O Emperor Album ReviewThough no strangers to the Meteor Choice Music Awards, having had their debut album ‘Hither Thither’ nominated in 2010, the inclusion of ‘Vitreous’ on this year’s shortlist must feel extra sweet for O Emperor. Recorded and produced by the band in their self-built studio, this was an  album made entirely on their own terms and its inclusion certainly goes a long way to justifying  their decision to go down the D.I.Y route.  Not only that but the praise is completely justified; this is as good as any Irish album released in the past few years.
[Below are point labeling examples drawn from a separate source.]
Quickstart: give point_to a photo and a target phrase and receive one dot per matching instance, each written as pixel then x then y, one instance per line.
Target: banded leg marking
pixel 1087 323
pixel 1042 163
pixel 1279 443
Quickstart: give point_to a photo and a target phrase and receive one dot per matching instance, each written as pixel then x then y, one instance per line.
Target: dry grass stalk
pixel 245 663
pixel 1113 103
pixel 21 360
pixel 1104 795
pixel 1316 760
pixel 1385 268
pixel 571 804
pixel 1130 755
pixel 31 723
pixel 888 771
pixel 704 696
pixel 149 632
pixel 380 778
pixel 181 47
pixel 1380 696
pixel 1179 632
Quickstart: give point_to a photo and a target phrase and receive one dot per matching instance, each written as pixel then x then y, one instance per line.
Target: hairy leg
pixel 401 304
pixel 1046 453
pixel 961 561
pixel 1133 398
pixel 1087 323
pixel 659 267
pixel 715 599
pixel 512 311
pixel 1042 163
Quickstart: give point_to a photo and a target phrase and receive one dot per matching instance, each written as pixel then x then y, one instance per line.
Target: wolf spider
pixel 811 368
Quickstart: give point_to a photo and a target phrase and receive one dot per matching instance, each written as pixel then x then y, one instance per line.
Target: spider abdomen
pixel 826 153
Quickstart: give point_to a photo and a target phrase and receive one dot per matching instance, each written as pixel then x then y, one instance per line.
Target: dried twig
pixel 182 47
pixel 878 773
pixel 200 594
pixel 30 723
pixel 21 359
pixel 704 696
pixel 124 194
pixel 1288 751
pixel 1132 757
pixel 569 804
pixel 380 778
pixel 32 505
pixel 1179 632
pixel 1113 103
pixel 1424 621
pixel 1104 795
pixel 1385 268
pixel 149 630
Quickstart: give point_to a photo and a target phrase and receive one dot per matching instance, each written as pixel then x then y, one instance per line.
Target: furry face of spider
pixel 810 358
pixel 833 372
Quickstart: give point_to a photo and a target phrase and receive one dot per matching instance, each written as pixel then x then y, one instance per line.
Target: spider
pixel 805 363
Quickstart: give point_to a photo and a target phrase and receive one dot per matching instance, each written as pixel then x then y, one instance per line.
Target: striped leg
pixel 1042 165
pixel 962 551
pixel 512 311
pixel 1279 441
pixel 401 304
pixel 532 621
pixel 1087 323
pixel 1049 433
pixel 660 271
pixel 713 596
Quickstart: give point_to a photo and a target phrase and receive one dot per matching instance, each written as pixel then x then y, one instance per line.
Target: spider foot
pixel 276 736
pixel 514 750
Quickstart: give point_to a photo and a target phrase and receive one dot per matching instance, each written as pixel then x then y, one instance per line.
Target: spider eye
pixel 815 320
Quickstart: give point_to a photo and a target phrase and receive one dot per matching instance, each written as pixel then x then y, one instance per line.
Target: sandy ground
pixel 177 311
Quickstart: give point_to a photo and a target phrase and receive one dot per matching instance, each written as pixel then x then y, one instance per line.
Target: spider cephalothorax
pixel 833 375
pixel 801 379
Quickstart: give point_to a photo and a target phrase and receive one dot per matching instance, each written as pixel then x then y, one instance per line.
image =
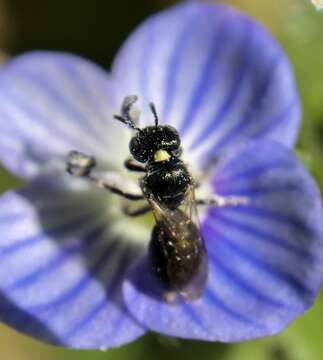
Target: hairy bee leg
pixel 221 201
pixel 131 165
pixel 81 165
pixel 137 212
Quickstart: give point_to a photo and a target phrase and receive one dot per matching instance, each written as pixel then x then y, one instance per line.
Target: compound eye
pixel 137 150
pixel 171 140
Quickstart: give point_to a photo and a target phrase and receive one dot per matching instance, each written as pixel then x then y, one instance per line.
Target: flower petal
pixel 51 103
pixel 213 73
pixel 61 269
pixel 265 263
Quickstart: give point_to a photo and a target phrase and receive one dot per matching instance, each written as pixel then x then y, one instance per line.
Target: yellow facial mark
pixel 161 155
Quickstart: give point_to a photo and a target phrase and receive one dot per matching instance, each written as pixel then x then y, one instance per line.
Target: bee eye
pixel 138 150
In many ways getting dropped has worked to O Emperor’s advantage. It’s certainly allowed the  band to be more adventurous; while their first album was very much a folk rock affair this album  sees the band move into much more experimental territories, adopting elements of prog rock, post-rock, electronica, and even a bit of glam along the way.  It has  also lead to the emergence of the bands more abrasive side, which is best illustrated on Contact, one of the album’s stand out tracks. By far the most visceral we’ve heard the band to date, the glam rock stomp it carries feels like a raw wallop to the senses. Holy Fool is another number on which they adopt a more upbeat tempo.  Although not as heavy as Contact, this short blast of bubble gum pop still packs a punch.  Lyrically things have gotten grittier too, with singer Paul Savage longing for the ‘shit of the city air’ on Grandmother Mountain; which is about as far away from the folk mantra as you can get.

Sandwiched in between all this are a selection of ambient cuts on which the band delve even deeper into the sea of experimentation. Whitener and Brianchild are hazy and dreamlike with Savage reducing his vocals to no more than a whisper. That’s only scratching the surface though; both are layered with little twists and surprises that only come to light after multiple listens. Mineut is even trippier; a haunting psychedelic groove that owes itself to ‘Sgt. Peppers’ era Beatles., It’s the album’s swansong that leaves the biggest impression though; a track In which everything falls beautifully into place. Lying somewhere between Radiohead and Sigur Ros, This Is It is the best song the band has recorded to date and a fitting curtain closer to the album.

At a mere 29 minutes in length this album completely bucks the current trend of bands releasing sprawling epics. Its short running time works to the album’s advantage too. Though the versatility of sound on show is excellent, it does give the album a slightly uneven feel; any longer and you feel the balance would be upset even further. Its slight lack of solidity aside, there’s not much to fault here. A cracking display of musical virtuosity it represents a victory for independent music and DIY aesthetics. If chosen it’ll be a worthy winner of the Choice Music Prize, too.